In questo contesto la satira ha ancora spazio o prevale l’autocensura?
“Quello dell’autocensura è un fenomeno sempre esistito: chi deve lavorare cerca di non esporsi troppo. Ma per fortuna internet e i social offrono spazi di libertà. Certo, sono anche un terreno in cui circolano un sacco di stupidaggini, ma consentono di fare satira senza filtri e con una vitalità che altrove fatica ad esprimersi. Bisogna sempre saper cogliere il buono di ogni epoca”.

Scovare talenti è una delle cose che la rende più orgogliosa, ha dichiarato. Ci sono artisti che avrebbe voluto scoprire?
“Ho avuto il privilegio di lavorare con tantissimi talenti, quindi non saprei dire. Ma continuo ad amare la scoperta. Quando hai ricevuto tanto dalla vita, dare luce è secondo me una delle cose più belle che ti possa capitare”.

Come giudica la televisione di oggi?
“A parte eccezioni come Splendida Cornice di Geppi Cucciari, che adoro, la tv generalista è un po’ ripiegata su sé stessa, un usato sicuro, a volte neanche tanto sicuro. Manca il guizzo, la voglia di sperimentare. La trovo ripetitiva”.
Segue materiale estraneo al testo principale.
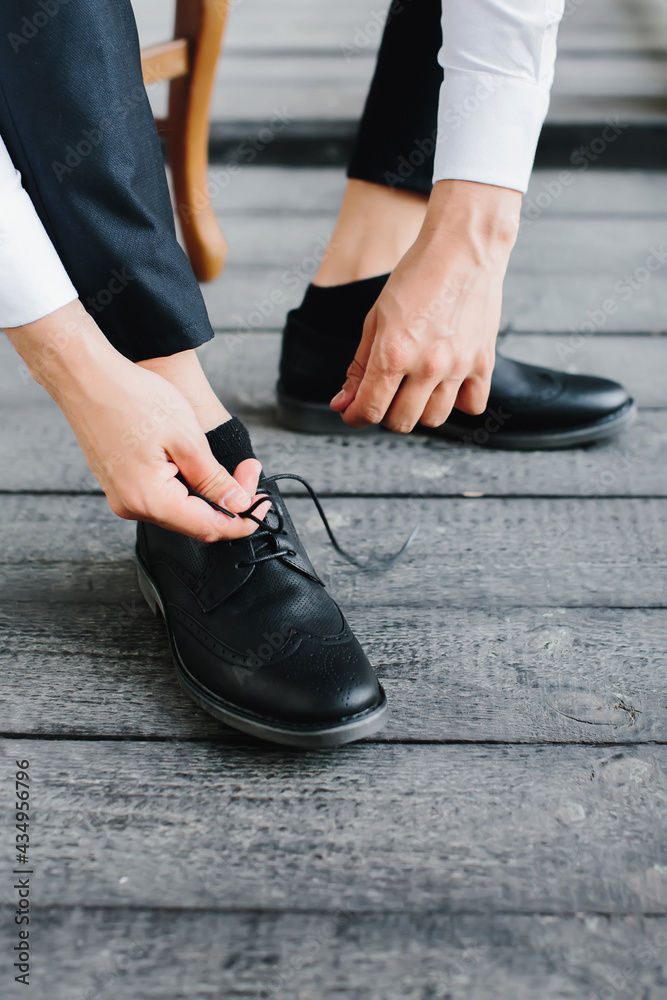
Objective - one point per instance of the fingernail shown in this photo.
(237, 498)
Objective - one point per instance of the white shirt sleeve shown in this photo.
(498, 57)
(33, 282)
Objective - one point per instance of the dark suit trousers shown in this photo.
(77, 123)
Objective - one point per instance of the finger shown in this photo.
(440, 405)
(473, 394)
(173, 508)
(201, 471)
(357, 369)
(408, 405)
(247, 474)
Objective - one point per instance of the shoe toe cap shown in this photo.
(311, 682)
(587, 397)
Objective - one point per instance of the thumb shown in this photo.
(204, 474)
(357, 369)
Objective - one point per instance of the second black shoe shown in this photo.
(529, 407)
(255, 638)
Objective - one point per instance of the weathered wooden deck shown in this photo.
(504, 836)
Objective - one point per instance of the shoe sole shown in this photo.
(318, 418)
(355, 728)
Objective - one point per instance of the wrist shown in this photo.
(64, 351)
(481, 219)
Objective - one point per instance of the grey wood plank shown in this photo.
(270, 53)
(147, 955)
(551, 245)
(39, 452)
(478, 829)
(489, 552)
(558, 676)
(287, 190)
(542, 302)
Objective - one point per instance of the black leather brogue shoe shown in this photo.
(529, 407)
(256, 640)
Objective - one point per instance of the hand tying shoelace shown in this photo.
(266, 530)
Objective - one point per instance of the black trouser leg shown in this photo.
(396, 139)
(76, 120)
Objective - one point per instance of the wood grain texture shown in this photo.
(492, 553)
(129, 954)
(545, 303)
(40, 453)
(561, 676)
(243, 367)
(304, 190)
(475, 829)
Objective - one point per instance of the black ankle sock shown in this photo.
(230, 443)
(340, 310)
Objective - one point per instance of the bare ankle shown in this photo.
(376, 226)
(184, 371)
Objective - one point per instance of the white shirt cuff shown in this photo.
(488, 127)
(33, 281)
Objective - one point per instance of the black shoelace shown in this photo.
(267, 531)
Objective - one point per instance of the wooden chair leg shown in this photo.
(202, 22)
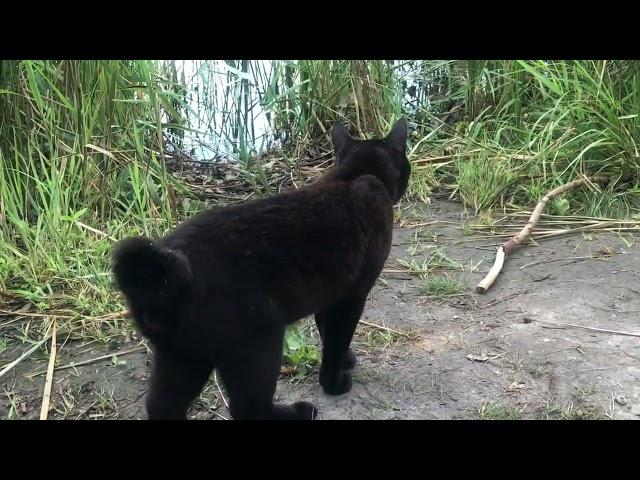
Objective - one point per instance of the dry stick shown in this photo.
(381, 327)
(46, 396)
(91, 360)
(11, 365)
(603, 330)
(507, 247)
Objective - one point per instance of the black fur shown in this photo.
(219, 290)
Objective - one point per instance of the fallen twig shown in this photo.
(11, 365)
(46, 396)
(89, 361)
(594, 329)
(381, 327)
(507, 247)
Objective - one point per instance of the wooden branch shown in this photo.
(507, 247)
(46, 396)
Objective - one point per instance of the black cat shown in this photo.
(219, 290)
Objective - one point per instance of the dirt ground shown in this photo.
(502, 355)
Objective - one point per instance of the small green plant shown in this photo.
(494, 411)
(481, 182)
(298, 352)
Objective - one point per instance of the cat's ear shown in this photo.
(340, 137)
(398, 135)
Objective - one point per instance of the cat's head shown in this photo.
(384, 158)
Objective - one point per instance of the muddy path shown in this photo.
(508, 354)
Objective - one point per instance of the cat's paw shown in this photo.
(305, 410)
(343, 385)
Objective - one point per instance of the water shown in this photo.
(227, 116)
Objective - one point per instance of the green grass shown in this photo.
(82, 149)
(495, 411)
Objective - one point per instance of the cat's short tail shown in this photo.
(155, 280)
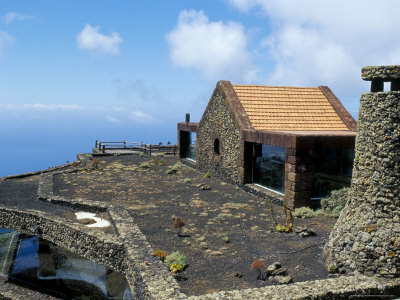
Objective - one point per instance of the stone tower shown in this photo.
(366, 237)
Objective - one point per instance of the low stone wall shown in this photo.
(337, 288)
(95, 245)
(146, 275)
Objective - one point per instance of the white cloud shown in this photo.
(14, 16)
(314, 42)
(91, 39)
(218, 50)
(112, 120)
(140, 116)
(113, 114)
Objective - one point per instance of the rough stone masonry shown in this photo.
(366, 237)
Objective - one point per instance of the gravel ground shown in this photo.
(226, 228)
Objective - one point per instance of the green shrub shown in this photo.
(158, 162)
(175, 258)
(335, 202)
(170, 171)
(144, 165)
(177, 166)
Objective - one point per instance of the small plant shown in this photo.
(306, 212)
(144, 165)
(335, 202)
(177, 166)
(178, 224)
(226, 239)
(258, 265)
(175, 258)
(170, 171)
(160, 253)
(158, 162)
(95, 163)
(75, 163)
(175, 268)
(333, 269)
(203, 245)
(288, 219)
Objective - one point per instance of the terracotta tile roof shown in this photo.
(288, 108)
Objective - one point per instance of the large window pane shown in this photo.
(191, 153)
(269, 167)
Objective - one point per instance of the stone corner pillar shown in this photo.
(366, 237)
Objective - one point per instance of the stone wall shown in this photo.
(366, 237)
(219, 123)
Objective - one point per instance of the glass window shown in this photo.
(269, 167)
(332, 170)
(191, 153)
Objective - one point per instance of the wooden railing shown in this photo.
(103, 146)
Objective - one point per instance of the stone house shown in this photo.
(293, 143)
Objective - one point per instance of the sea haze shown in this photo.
(28, 147)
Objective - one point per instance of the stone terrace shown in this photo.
(226, 229)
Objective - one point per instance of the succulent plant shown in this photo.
(178, 224)
(160, 253)
(258, 265)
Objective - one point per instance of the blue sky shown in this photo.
(72, 71)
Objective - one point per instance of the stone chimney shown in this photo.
(366, 237)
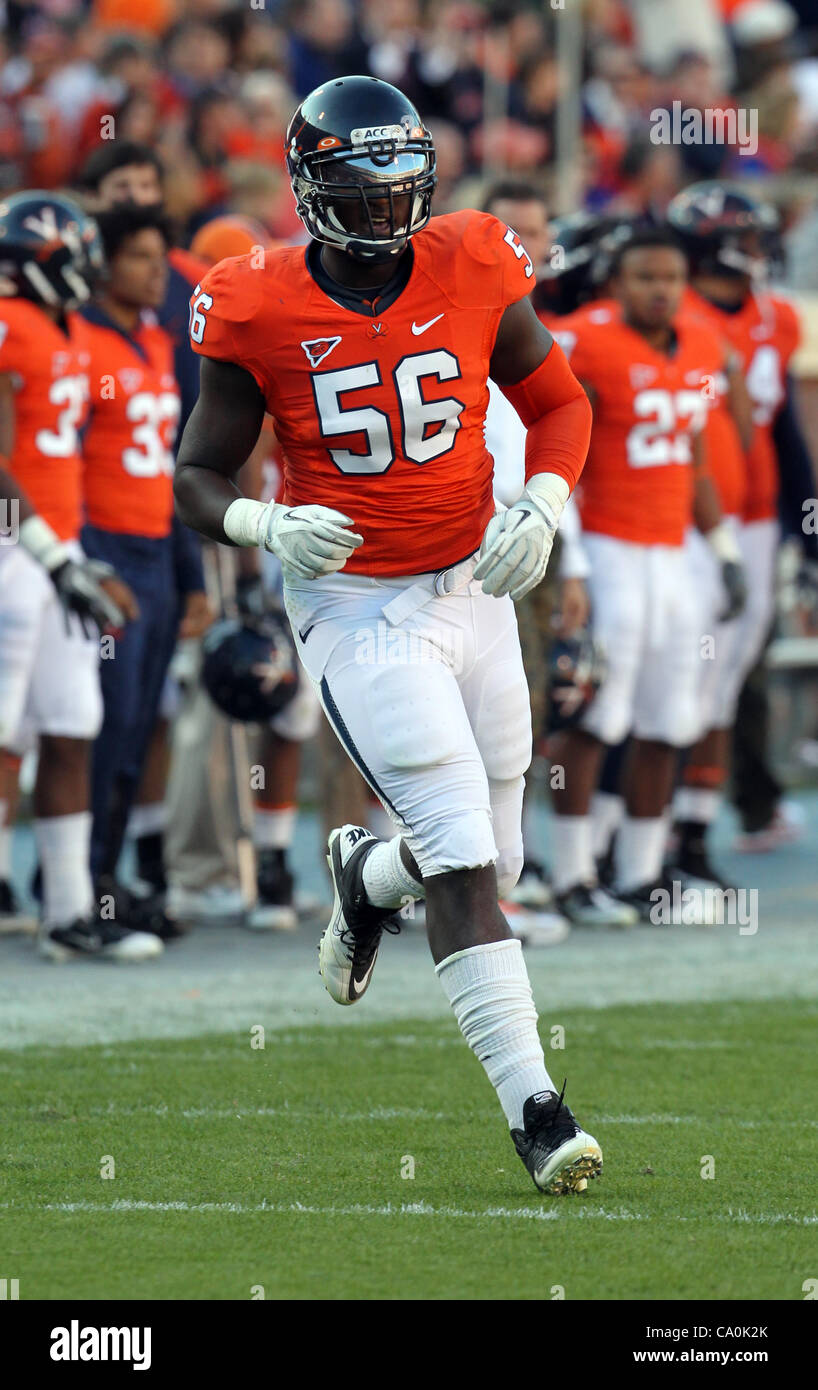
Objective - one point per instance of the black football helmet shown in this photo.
(249, 666)
(576, 670)
(725, 231)
(572, 273)
(50, 250)
(355, 142)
Il romanzo si chiude nel solco della strage di Piazza Fontana. Ogni generazione ha i suoi traumi: per la mia l’11 settembre, per i giovani di oggi la pandemia. Come si supera il buio?
“Non c’è un metodo comprovato, altrimenti saremmo qui a fare i guru”.

Che continuano ad andare di moda, tra l’altro.
“Ma io resto fedele al mio santone di riferimento Quelo (il personaggio creato da Corrado Guzzanti, ndr) che diceva: ‘La risposta è dentro di te, ma purtroppo è sbagliata’. A differenza sua, non ho grandi verità, ma una cosa la so: si esce dal buio insieme. Il ‘noi’ resta ancora la chiave, oggi più che mai”.